Almost 50 years to the day, it was December 7, 1972, that NASA’s Apollo 17 mission launched on the last human mission to the Moon, NASA and its international partners, launched for the first time the rocket that will take humans back to the Moon.
Getting the massive Space Launch System (SLS) off the pad has been an exercise in patience, some head scratching, and has cost a whole lot of money. It is a new rocket after all, of sorts. It’s new in the sense that previously used technology for the Shuttle program had never flown in this configuration. Certainly the technology has been upgraded, but the main engines come from the Shuttle era, the side boosters as well. Is the SLS going to be America’s workhorse launch system? That’s unlikely, though it can’t disappear just yet. It’s part of a jobs program, spread widely across the United States. Will it eventually be replaced by a commercially built option? Yes.

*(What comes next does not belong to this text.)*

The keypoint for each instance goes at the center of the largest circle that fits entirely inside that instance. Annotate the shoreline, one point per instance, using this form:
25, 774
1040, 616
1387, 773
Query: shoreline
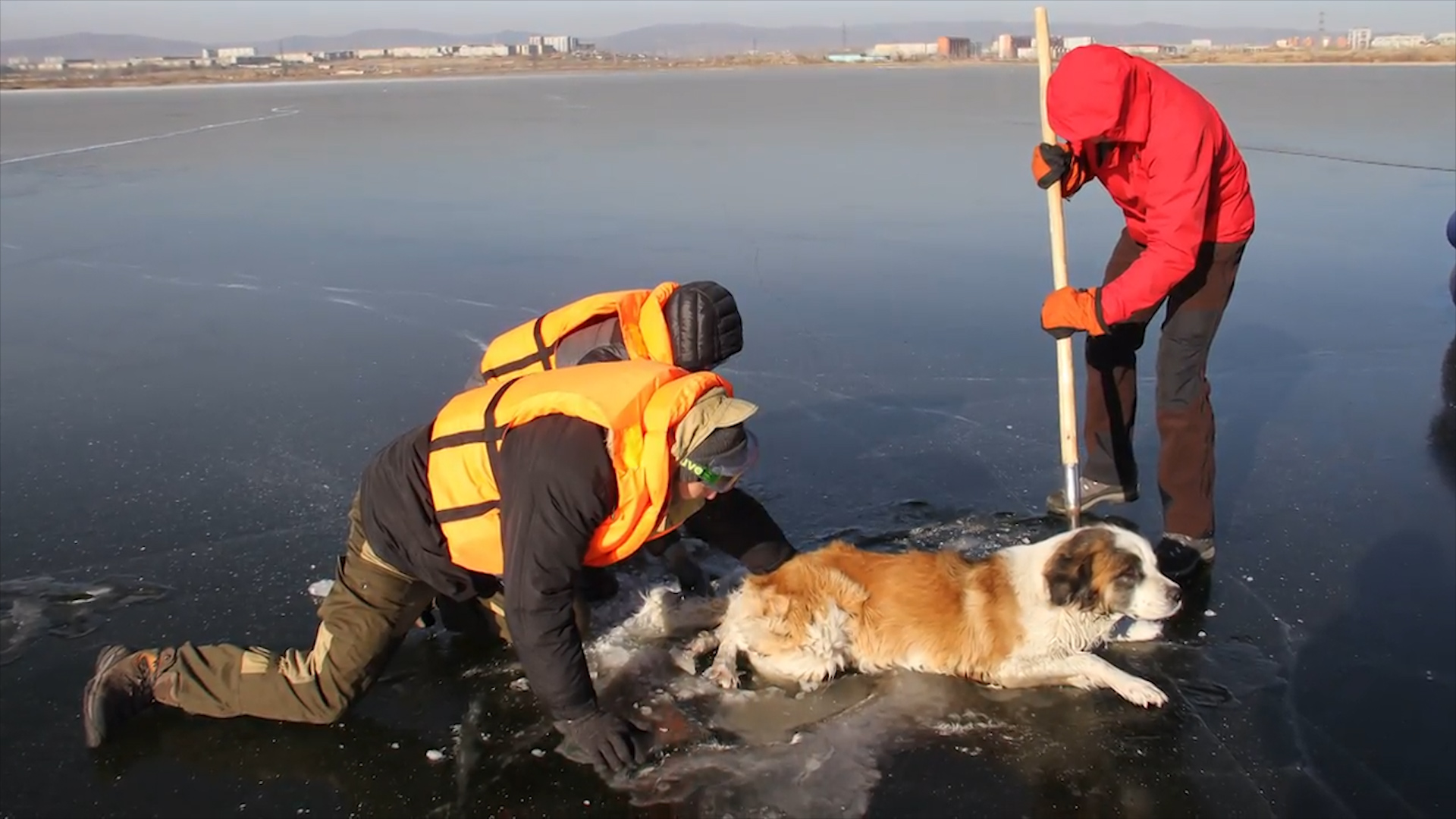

But I digress. The early morning launch was the culmination of over a decade of work. And when the “red team” was dispatched to tighten a bolt to stem the flow of a small but persistent leak, you had to wonder if this was another launch attempt that would be scrubbed. But there was a sense, call it a feeling, that this time, after the rocket survived a hurricane and that finally the weather was really good, that the stars had aligned, and tonight was the night. And oh, it was. Some complained that for a first launch why go at night? It won’t be as spectacular. They we’re wrong. Even if you weren’t there in person you could almost feel the thunder of those engines, feel the heat as the rocket streaked through the sky. A sense of joy mixed with relief as orbit was achieved and the solar arrays deployed on the Orion capsule.